The Peace of Vereeniging marked the end of one of the bitterest wars in modern history, by which time some 24 000 black men, women and children, 22 000 British soldiers, about 20 000 Boer women and children, and around 7 000 Boer soldiers were dead.
It could have been the opportunity for the British victor's to implement a peace that was fair to all South Africans.
However, racked by guilt about the war, they submitted to Boer demands for a society based on white racial superiority instead. The most poignant of all war (or, more correctly, peace) monuments is one designed by Sir Edwin Lutyens that can be seen at Johannesburg Zoo, outside the military museum in Saxonwold.
The words of acting President Schalk Burger, uttered at the signing, echo the more recent Truth and Reconciliation hearings: 'We must be ready to forgive and forget'.
On a train to Pretoria (first class) a white passenger complained about sharing the compartment with an Indian, and Mohandas Karamchand Gandhi was thrown off when he refused to transfer to third class. So began the political education of the world's most famous political agitator against racial inequality.
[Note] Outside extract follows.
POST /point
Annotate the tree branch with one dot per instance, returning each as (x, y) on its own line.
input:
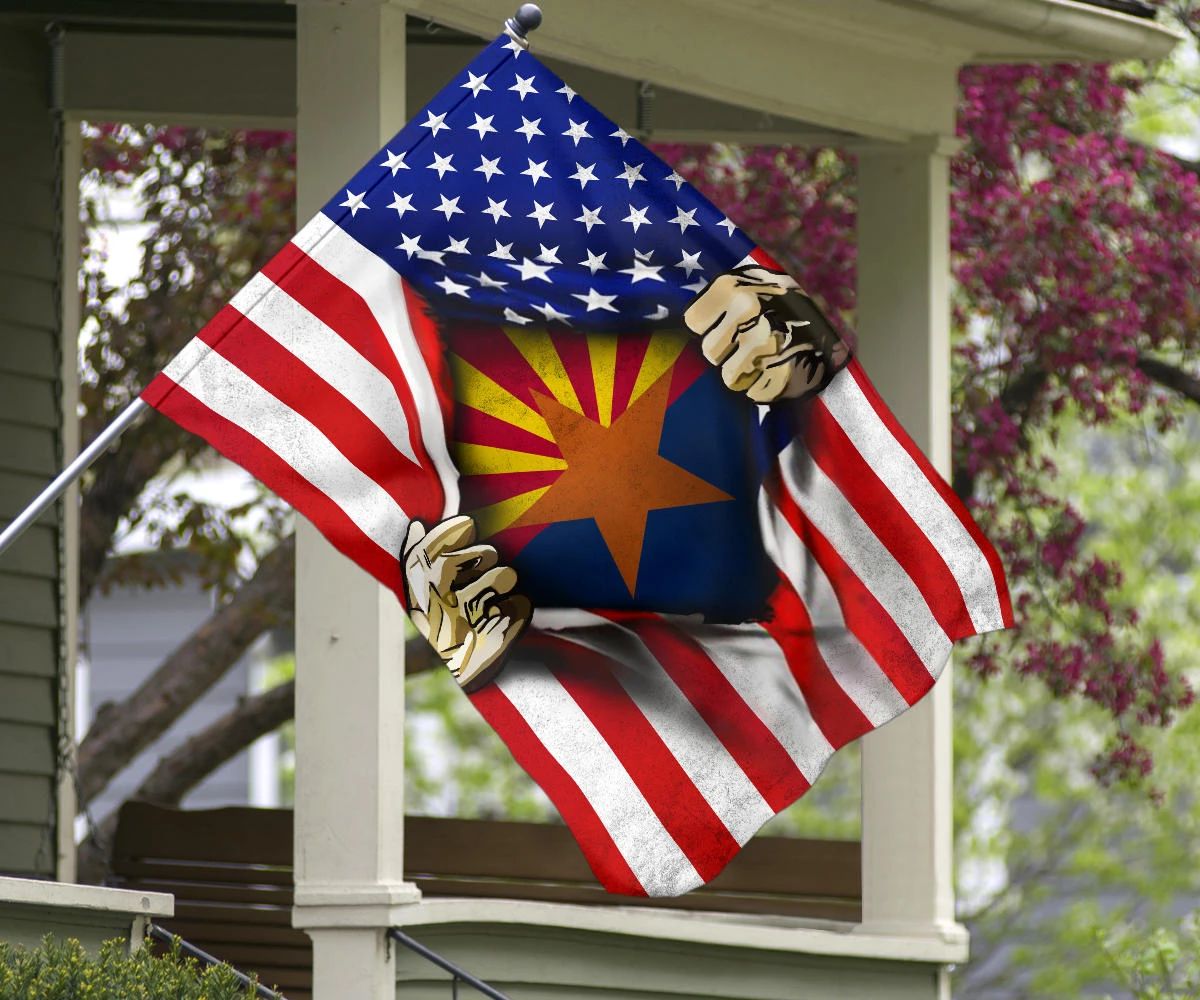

Gandhi created the Natal Indian Ambulance Corps during the Second Anglo-Boer War whom the British used as stretcher bearers. Gandhi and the corps served at the Battle of Spion Kop, which consisted of 300 free Indians and 800 indentured labourers. In 1894 he helped form the Natal Indian Congress, the first organisation to oppose white rule.
In 1913 he helped organise a strike and a protest march of Indian miners and railway workers from Natal to the Transvaal, which in turn spurred him on to organise the great march of non-violent resistance (satyagraha) in India that led to independence from Britain some 30 years later.